Oui, combien de minutes pour identifier qui prend soin avec intérêt et énergie de la chose commune? A toi de jouer pour identifier qui s’en fiche, se contente d’être actif deux mois tous les 5 ans, juste avant les élections, pour se rendormir aussi sec sitôt l’échéance électorale passée ; retourner à la promotion de soi sur les réseaux sociaux, faisant de la gestion des enjeux communs une pure administration de produits de placement ?

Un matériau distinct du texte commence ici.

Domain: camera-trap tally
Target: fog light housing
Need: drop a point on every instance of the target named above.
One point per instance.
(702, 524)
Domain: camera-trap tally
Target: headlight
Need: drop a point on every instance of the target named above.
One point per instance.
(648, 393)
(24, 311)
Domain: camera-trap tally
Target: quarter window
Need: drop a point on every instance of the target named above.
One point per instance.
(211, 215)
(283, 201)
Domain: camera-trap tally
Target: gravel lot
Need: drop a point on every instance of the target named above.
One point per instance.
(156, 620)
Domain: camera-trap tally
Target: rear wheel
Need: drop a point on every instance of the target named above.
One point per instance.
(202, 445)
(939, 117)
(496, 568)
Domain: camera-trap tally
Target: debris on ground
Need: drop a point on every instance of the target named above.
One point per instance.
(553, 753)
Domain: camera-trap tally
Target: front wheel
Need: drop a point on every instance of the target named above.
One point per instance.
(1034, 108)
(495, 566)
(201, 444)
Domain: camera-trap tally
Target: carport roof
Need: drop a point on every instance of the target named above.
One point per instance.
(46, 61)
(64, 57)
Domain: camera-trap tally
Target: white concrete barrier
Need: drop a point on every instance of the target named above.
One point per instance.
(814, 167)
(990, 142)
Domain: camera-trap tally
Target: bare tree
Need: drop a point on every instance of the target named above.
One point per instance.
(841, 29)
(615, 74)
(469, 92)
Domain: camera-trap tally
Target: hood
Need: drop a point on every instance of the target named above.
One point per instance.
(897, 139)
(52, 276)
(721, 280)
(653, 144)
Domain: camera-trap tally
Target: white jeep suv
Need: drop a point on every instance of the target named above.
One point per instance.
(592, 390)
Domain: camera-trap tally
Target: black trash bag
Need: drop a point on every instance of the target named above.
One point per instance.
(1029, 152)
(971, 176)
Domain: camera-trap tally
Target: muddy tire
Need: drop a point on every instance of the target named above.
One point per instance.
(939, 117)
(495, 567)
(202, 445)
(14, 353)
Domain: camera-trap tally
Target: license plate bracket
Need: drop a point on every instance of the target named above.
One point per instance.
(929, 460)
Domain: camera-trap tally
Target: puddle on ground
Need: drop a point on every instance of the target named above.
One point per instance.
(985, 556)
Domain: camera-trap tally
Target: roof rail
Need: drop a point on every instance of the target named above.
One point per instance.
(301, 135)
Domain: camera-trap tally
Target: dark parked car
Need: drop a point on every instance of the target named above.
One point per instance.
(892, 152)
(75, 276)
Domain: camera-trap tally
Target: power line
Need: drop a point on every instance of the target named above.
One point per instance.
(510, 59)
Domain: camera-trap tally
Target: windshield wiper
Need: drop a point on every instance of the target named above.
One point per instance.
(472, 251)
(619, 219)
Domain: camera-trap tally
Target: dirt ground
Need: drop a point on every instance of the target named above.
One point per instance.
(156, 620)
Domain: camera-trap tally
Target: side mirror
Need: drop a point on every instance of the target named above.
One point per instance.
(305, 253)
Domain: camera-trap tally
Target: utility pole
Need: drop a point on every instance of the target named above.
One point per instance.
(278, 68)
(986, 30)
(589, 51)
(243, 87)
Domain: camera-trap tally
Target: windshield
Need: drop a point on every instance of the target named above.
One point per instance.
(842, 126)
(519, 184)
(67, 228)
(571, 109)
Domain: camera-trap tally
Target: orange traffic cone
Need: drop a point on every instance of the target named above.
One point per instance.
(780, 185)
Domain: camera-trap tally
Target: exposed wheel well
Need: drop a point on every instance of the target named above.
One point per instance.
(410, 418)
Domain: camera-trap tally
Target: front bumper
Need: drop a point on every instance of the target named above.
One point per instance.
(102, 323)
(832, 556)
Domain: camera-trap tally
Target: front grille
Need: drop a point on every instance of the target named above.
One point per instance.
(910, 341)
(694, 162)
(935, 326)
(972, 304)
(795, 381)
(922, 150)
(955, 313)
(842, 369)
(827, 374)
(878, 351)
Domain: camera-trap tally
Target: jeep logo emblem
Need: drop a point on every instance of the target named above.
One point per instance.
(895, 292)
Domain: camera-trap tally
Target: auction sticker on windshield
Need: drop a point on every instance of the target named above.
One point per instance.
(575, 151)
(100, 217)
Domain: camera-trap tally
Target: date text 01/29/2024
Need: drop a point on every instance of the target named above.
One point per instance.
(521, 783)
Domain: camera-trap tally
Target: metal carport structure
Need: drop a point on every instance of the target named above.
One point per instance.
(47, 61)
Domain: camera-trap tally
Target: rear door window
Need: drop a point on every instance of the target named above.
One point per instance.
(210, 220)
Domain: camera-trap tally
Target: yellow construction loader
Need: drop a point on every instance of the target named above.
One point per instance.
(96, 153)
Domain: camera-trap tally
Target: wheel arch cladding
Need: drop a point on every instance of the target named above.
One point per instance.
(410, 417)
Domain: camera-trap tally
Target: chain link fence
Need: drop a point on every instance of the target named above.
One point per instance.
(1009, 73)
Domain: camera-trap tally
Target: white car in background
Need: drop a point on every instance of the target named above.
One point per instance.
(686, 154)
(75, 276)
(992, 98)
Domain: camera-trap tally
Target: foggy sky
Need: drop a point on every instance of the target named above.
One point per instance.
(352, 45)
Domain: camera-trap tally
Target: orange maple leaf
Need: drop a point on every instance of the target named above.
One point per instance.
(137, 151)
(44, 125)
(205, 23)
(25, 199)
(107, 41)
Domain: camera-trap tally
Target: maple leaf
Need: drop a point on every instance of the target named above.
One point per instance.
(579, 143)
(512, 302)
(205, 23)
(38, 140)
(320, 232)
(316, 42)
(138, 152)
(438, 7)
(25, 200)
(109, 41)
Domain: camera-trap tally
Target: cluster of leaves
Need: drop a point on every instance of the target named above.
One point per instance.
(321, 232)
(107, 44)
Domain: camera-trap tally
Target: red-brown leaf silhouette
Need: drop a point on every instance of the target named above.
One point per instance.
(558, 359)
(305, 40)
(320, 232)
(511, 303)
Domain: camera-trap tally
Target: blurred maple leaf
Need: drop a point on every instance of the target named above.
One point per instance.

J’entends aussi cette rengaine du « tous pourris » et du « à quoi bon », du désenchantement pressé et d’un oubli de son pouvoir d’agir. C’est vrai, prendre position, débattre, voter, peut sembler parfois plus lointain que d’aller sur la lune et en revenir. Et nous avons là une autocritique générale à faire. N’avons-nous pas laissé glisser les choses, oublié l’enseignement du civisme, une véritable éducation populaire, par une valorisation accrue de la chose publique et collective qui, avant même d’être partisane, serait participative?[1]
L’envers de la médaille du « tous pourris : le « tous absents »
Si on a les politicien-ne-s que l’on mérite, on a surtout la démocratie que l’on cultive. Il se pourrait bien, au final, que ce ne soit pas une question de temps mais de disponibilité, de désir et de pouvoir d’agir. La démocratie demande, comme un arbre, du temps et de l’attention afin de porter des fruits. Au-delà même de quelques minutes par jour, il se peut plus certainement que ce soit le désir et l’envie de faire monter une forêt qui est en jeu. Et cela, bien sûr, dépend des moyens culturels et économiques dont chacun-e dispose, individuellement et collectivement.
Les plus fragile, les plus précaires, les plus assommé-e-s, en disposent d’évidence le moins. Pourtant, ce sont eux qui subiront davantage les décisions prises par d’autres, soi-disant au nom de tous, mais souvent sur le dos de l’intérêt commun et des voix les moins fortes.
Lutter contre l’abstention, le « je n’ai pas le temps », est une question de sève. Ceux qui en ont le plus sont invités à retrousser les manches pour faire advenir un nouveau printemps à Genève. Sinon, on repartira pour 5 ans d’hiver pour Genève, soit exactement 2’592’000 minutes.
Deux millions cinq cent nonante deux minutes!
C’est, en définitive beaucoup, beaucoup de temps.
Beaucoup plus que cinq minutes par jour, assurément.